I've written before about my belief that something happened to the economy around the year 2000. A whole bunch of different measures seem to have inflected right around then, and although the subsequent declines were partly masked by the housing bubble of the aughts, they were happening all along. When the Great Recession hit, a decade's worth of decline was telescoped into a couple of years.
Via Arnold Kling, a trio of researchers have a new paper out that points to yet another thing that appears to have suddenly inflected right around 2000: the demand for high-skill workers. Here's their key finding:
In Figure 12 we plot the fraction of individuals aged 18-65 employed in occupations that require substantial cognitive skills....This ratio increased substantially from 1980 to 2000, and then it appears to reach a plateau over the period 2000-2010. On this ﬁgure, we also report a (per capita) supply index for cognitive occupations.
....There are two key features of Figure 12 that we wish to highlight.

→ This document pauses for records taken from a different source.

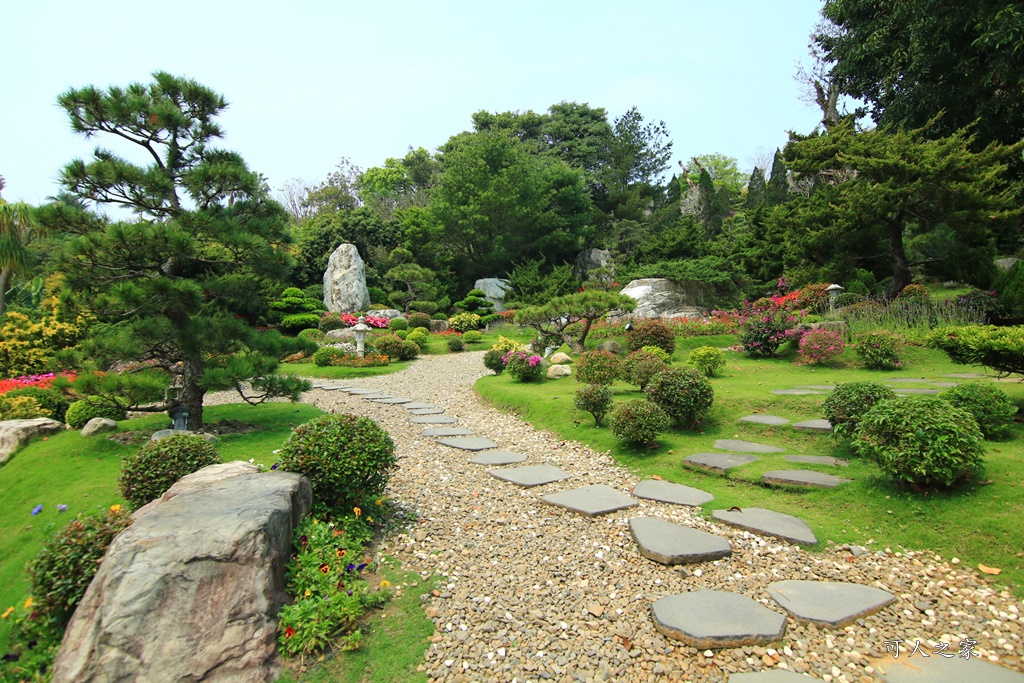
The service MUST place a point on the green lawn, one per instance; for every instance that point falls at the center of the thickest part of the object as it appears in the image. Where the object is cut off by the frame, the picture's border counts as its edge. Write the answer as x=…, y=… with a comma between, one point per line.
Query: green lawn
x=979, y=523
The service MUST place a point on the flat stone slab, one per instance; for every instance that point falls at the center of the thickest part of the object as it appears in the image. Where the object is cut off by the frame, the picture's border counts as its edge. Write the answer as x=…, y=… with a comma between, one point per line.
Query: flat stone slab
x=673, y=544
x=666, y=492
x=498, y=458
x=710, y=620
x=769, y=522
x=530, y=475
x=469, y=442
x=834, y=603
x=817, y=425
x=594, y=500
x=771, y=420
x=718, y=462
x=738, y=445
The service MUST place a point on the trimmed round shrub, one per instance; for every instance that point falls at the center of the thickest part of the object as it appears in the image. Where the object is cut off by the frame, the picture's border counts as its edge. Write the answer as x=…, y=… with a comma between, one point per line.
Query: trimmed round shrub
x=651, y=333
x=598, y=368
x=849, y=401
x=640, y=367
x=708, y=359
x=70, y=559
x=921, y=441
x=990, y=406
x=596, y=399
x=348, y=459
x=683, y=393
x=155, y=468
x=880, y=349
x=81, y=412
x=638, y=422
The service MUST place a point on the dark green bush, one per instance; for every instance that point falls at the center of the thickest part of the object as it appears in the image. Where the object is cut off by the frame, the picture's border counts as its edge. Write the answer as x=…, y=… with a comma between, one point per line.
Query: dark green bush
x=348, y=459
x=921, y=441
x=145, y=475
x=683, y=393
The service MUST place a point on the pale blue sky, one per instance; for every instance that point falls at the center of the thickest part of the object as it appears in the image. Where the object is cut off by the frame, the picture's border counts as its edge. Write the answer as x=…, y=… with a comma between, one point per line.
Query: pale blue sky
x=311, y=82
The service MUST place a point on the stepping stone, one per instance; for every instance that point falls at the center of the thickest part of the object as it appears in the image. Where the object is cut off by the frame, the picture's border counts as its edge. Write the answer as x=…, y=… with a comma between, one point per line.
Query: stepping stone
x=803, y=478
x=818, y=460
x=771, y=420
x=666, y=492
x=469, y=442
x=781, y=525
x=718, y=462
x=498, y=458
x=817, y=425
x=715, y=620
x=834, y=603
x=738, y=445
x=673, y=544
x=530, y=475
x=448, y=431
x=432, y=420
x=594, y=500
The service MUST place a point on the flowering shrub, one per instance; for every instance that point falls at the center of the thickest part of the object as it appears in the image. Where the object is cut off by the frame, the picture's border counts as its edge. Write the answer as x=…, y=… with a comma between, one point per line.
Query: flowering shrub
x=818, y=346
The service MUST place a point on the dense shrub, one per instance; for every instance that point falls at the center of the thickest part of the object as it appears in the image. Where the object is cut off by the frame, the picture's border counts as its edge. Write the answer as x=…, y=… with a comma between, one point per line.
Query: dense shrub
x=651, y=333
x=348, y=459
x=683, y=393
x=849, y=402
x=880, y=349
x=145, y=475
x=598, y=368
x=708, y=359
x=69, y=560
x=921, y=441
x=596, y=399
x=638, y=422
x=989, y=406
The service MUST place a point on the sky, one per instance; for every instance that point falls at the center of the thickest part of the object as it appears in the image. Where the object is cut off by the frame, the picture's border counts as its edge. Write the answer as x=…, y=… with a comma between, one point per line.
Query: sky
x=310, y=82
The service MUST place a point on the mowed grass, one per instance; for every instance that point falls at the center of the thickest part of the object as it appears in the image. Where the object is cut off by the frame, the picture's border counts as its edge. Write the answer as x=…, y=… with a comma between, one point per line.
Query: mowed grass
x=979, y=522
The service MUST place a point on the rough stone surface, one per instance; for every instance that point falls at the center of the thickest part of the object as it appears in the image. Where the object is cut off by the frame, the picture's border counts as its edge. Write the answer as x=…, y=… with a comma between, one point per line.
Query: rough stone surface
x=15, y=432
x=667, y=492
x=190, y=591
x=833, y=603
x=664, y=542
x=712, y=620
x=345, y=281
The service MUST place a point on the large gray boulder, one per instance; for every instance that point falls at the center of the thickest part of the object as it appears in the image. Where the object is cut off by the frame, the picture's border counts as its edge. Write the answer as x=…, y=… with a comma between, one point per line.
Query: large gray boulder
x=345, y=281
x=15, y=432
x=190, y=591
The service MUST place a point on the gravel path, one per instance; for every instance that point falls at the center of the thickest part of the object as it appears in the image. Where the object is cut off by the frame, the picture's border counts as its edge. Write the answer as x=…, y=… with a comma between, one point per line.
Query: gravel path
x=534, y=592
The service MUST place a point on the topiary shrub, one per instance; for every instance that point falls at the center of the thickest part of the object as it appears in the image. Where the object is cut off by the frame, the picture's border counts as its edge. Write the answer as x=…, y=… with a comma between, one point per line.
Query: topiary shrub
x=145, y=475
x=70, y=559
x=596, y=399
x=849, y=401
x=639, y=422
x=683, y=393
x=989, y=406
x=921, y=442
x=598, y=368
x=707, y=359
x=651, y=333
x=348, y=459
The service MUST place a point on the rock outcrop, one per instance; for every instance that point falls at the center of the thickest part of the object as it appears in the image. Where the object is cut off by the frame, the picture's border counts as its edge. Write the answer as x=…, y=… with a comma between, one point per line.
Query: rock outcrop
x=190, y=591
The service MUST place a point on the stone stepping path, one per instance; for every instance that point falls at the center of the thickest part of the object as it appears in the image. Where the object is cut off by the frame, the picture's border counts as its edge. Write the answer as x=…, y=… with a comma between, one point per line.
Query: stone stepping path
x=718, y=462
x=672, y=544
x=769, y=522
x=667, y=492
x=530, y=475
x=592, y=501
x=832, y=603
x=738, y=445
x=715, y=619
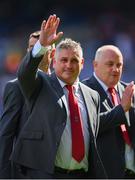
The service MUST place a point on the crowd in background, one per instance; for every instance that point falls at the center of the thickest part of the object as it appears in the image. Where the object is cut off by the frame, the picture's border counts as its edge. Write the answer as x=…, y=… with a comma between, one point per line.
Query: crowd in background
x=80, y=20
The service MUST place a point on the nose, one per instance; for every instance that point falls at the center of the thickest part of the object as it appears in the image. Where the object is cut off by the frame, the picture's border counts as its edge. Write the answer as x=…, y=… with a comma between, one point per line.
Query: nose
x=69, y=64
x=115, y=68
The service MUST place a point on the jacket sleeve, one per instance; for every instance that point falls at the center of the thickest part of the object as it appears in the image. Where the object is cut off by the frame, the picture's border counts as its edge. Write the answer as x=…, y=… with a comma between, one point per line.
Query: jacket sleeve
x=12, y=105
x=28, y=75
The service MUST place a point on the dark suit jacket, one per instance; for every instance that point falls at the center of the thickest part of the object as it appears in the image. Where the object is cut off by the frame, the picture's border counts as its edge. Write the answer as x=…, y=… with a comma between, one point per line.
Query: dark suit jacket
x=110, y=142
x=13, y=117
x=39, y=139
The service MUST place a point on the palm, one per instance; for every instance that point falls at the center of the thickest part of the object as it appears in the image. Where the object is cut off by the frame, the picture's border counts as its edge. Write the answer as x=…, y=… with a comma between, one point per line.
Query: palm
x=49, y=34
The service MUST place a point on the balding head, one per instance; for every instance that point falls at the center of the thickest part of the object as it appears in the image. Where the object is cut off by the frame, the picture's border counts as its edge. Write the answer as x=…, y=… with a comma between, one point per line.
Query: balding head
x=108, y=64
x=107, y=50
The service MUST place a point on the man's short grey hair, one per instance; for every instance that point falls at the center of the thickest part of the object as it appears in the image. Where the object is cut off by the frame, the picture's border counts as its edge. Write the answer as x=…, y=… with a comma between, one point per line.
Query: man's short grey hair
x=69, y=44
x=103, y=49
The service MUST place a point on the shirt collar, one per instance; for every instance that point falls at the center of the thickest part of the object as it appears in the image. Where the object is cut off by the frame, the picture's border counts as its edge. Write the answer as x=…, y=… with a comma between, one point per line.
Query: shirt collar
x=103, y=84
x=76, y=84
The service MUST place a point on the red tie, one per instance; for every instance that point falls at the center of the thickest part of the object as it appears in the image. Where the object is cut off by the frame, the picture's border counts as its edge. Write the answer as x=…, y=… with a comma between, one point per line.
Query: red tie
x=76, y=126
x=115, y=101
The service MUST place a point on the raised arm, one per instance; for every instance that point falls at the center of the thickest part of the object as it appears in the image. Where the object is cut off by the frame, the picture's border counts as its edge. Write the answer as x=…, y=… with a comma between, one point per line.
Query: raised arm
x=29, y=79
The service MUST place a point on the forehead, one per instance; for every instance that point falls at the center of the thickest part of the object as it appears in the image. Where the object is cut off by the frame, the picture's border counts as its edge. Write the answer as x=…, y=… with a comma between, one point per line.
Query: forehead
x=111, y=55
x=32, y=40
x=68, y=52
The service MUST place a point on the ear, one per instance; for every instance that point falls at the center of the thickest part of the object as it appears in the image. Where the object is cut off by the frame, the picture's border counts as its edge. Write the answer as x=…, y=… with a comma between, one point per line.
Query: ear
x=94, y=63
x=82, y=63
x=54, y=62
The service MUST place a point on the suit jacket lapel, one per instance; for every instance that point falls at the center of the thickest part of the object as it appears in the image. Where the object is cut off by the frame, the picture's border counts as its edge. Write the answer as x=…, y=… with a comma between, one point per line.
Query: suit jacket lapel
x=59, y=92
x=121, y=89
x=103, y=95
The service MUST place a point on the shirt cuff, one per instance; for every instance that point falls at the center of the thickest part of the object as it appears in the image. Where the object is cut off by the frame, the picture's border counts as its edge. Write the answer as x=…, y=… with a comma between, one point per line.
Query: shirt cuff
x=39, y=50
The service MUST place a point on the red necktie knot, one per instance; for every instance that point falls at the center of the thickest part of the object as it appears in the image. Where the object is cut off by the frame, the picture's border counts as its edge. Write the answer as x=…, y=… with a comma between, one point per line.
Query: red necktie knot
x=69, y=87
x=112, y=91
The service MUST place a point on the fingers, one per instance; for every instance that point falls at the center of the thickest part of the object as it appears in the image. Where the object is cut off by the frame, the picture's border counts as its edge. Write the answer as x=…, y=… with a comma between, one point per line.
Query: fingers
x=43, y=25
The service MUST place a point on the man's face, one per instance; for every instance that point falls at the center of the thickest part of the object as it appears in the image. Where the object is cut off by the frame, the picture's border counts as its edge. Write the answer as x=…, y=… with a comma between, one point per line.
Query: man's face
x=68, y=65
x=32, y=42
x=109, y=67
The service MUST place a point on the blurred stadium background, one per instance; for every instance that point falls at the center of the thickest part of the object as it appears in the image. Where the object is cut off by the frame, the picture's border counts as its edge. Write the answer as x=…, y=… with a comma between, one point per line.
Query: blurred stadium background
x=91, y=22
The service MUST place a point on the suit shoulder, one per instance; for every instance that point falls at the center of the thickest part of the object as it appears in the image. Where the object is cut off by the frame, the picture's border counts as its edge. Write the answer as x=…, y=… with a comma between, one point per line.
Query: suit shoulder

First, from 1980 to about 2000, employment in cognitive jobs grew faster than the supply index, suggesting that demand for cognitive tasks outstripped supply. In contrast, after 2000, the supply index continued to grow at a similar rate as in the pre-2000 period, but cognitive employment stalled. We interpret these trends as suggesting that demand for cognitive jobs likely decreased over this second period.
The authors explain that the college premium for workers remains high regardless of this, because educated workers are simply getting pushed down the employment ladder, where they're performing more routine jobs. But many routine jobs are disappearing too, so workers in these occupations are getting pushed down too. A degree may not be as valuable as it once was, but relative to not having a degree, it's still pretty valuable.
But back to the original point: what happened starting around 2000 that could have dampened our previously growing demand for high-skill workers? The authors don't try to guess, but I will: steadily improving automation. More on this later.